Negli ultimi anni, tuttavia, il sistema di conservazione ha mostrato crescenti fragilità. Le sanzioni internazionali e la contrazione economica hanno ridotto le risorse destinate alla manutenzione ordinaria di monumenti, musei e tessuti storici. La pressione urbanistica nelle città medie, come ad esempio Shiraz, oggetto di pesanti progetti di distruzione del tessuto urbano storico, unita all’inquinamento atmosferico e alla crisi idrica, incide in modo progressivo ma costante sulla conservazione dei materiali e dei paesaggi culturali. Si tratta di processi poco visibili, ma strutturalmente più pervasivi di eventi traumatici isolati.
Dopo una fase di espansione del turismo culturale tra il 2015 e il 2020 (culminata con l’iscrizione di Yazd nella Lista del Patrimonio Mondiale Unesco), il biennio 2024-26 ha segnato un’inversione di tendenza. Le crisi regionali e l’aumento della percezione del rischio hanno ridotto drasticamente i flussi internazionali. Il sistema, tuttavia, non si è arrestato: il turismo interno continua, confermando la solidità di un’offerta culturale competitiva nel contesto mediorientale.
Le proteste che hanno interessato il Paese tra la fine del 2025 e l’inizio del 2026 hanno sollevato interrogativi anche sulla sicurezza dei beni culturali, ma la repressione e i blackout delle comunicazioni hanno reso finora difficile una verifica indipendente. Nonostante la circolazione di immagini non confermate, non risultano danni documentati ai principali siti archeologici e monumentali. Ciò sembra confermare l’esistenza di protocolli di protezione preventiva già sperimentati in precedenti fasi di tensione: chiusure temporanee, controllo degli accessi e isolamento dei luoghi simbolici dal conflitto sociale.
Sul piano istituzionale, la governance del patrimonio resta un nodo critico. L’Iran dispone di un apparato normativo articolato e di competenze tecniche consolidate, ma soffre di una limitata autonomia gestionale dei siti e di una cooperazione internazionale discontinua. Le riforme amministrative annunciate negli ultimi anni, volte a una maggiore flessibilità e responsabilizzazione delle istituzioni culturali, non hanno trovato piena attuazione. Ciò nonostante, il capitale umano (restauratori, archeologi, architetti, artigiani specializzati...) continua a garantire standard elevati, forte di una tradizione di conservazione dei materiali storici rara nella regione.

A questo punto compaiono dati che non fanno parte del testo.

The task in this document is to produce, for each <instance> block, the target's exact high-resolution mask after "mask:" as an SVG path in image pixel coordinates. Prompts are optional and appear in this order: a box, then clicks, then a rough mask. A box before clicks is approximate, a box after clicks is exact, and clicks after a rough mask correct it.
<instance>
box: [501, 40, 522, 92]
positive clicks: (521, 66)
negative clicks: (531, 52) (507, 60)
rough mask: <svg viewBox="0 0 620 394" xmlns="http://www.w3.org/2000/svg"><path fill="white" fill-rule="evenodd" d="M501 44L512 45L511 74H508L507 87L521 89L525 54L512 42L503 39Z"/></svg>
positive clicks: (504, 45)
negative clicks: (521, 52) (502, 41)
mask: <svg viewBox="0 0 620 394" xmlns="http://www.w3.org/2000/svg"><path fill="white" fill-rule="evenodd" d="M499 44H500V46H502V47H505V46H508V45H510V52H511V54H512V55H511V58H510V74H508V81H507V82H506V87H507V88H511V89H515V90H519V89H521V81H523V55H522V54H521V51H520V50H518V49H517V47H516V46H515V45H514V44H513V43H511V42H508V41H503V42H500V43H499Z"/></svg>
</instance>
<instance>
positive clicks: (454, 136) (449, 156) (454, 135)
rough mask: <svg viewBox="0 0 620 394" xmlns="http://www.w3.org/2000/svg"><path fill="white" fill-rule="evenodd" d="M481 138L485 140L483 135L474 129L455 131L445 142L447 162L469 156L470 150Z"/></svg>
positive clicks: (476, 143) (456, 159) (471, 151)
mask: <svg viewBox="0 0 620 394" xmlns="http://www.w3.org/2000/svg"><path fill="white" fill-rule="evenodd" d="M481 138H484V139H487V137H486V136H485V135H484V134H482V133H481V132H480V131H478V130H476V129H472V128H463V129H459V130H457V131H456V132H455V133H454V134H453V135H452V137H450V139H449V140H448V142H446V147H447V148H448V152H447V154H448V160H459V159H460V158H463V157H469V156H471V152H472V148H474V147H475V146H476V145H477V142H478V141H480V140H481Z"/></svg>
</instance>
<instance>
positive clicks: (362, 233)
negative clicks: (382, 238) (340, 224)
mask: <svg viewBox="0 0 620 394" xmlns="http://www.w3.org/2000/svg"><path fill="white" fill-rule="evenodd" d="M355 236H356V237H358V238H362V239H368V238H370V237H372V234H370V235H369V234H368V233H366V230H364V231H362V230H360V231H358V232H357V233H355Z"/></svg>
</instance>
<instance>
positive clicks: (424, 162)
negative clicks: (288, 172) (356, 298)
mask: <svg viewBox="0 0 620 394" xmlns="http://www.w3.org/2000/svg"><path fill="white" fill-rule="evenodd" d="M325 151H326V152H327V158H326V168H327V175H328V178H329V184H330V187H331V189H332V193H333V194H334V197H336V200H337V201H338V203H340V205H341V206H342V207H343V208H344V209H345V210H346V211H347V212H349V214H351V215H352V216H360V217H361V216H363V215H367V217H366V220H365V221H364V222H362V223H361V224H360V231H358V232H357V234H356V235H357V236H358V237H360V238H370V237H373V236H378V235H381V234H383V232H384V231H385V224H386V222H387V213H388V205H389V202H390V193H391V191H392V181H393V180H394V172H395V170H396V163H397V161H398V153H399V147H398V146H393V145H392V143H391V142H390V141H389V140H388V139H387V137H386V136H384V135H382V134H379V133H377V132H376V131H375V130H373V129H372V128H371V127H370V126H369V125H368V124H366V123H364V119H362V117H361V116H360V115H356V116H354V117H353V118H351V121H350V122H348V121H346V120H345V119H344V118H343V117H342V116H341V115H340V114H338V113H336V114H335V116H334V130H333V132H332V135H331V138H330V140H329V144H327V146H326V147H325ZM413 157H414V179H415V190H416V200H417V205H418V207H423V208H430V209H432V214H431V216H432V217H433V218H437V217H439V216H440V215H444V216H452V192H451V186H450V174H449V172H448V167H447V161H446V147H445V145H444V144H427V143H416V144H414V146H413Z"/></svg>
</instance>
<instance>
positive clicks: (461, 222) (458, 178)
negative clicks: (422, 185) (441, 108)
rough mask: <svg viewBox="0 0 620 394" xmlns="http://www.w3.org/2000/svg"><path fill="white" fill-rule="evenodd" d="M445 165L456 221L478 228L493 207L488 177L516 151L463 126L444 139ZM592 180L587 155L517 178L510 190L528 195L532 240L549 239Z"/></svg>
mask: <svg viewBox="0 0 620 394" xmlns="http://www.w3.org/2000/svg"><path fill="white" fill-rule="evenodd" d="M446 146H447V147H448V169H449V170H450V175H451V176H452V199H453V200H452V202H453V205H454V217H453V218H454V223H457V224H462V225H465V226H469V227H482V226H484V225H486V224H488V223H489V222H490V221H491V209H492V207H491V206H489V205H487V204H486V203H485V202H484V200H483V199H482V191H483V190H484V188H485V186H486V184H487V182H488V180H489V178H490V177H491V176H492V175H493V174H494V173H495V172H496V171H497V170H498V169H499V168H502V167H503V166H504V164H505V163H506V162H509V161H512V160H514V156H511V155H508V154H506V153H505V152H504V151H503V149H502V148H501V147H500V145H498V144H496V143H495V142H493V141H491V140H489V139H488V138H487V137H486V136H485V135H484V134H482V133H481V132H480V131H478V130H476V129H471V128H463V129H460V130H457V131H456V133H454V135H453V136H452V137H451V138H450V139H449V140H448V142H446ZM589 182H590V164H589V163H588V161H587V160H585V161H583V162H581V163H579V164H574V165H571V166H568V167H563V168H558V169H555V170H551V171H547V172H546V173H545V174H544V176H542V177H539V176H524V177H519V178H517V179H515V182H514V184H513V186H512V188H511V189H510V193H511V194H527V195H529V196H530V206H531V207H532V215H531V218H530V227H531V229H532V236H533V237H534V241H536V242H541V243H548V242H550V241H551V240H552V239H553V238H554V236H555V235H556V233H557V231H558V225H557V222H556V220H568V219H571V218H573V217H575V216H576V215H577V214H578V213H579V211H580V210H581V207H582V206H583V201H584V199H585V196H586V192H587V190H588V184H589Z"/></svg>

Accanto al patrimonio materiale, assume rilievo crescente la dimensione immateriale. Poesia, musica, rituali religiosi, pratiche artigiane e culture performative contribuiscono a definire un «Iran culturale» che travalica i confini politici. È su questo terreno che si innesta una diplomazia culturale rimasta attiva anche nei momenti di maggiore isolamento, grazie a collaborazioni tecniche con organizzazioni internazionali, musei e università stranieri, spesso mantenute attraverso canali informali.
In questo quadro si inserisce il ruolo sempre più rilevante della diaspora iraniana. Nel 2025-26, artisti, studiosi e operatori culturali in esilio hanno agito come mediatori transnazionali, sostenendo le proteste interne attraverso mostre, archivi digitali, programmi di ricerca e iniziative pubbliche. La diaspora non si configura soltanto come spazio di denuncia politica, ma come un’estensione esterna del sistema culturale iraniano, capace di tradurre la crisi in linguaggi condivisibili a livello internazionale e di mantenere attivi circuiti di produzione simbolica e conoscenza.
Nel complesso, il quadro che emerge è quello di un patrimonio in un equilibrio precario. L’Iran continua a utilizzare la cultura come risorsa strategica: capitale identitario, strumento di soft power e campo di sperimentazione tecnico-professionale. La tenuta futura del sistema dipenderà dalla capacità di preservare competenze, garantire condizioni minime di cooperazione internazionale e riconoscere il ruolo, interno ed esterno, di una comunità culturale che continua a operare nonostante le restrizioni politiche ed economiche.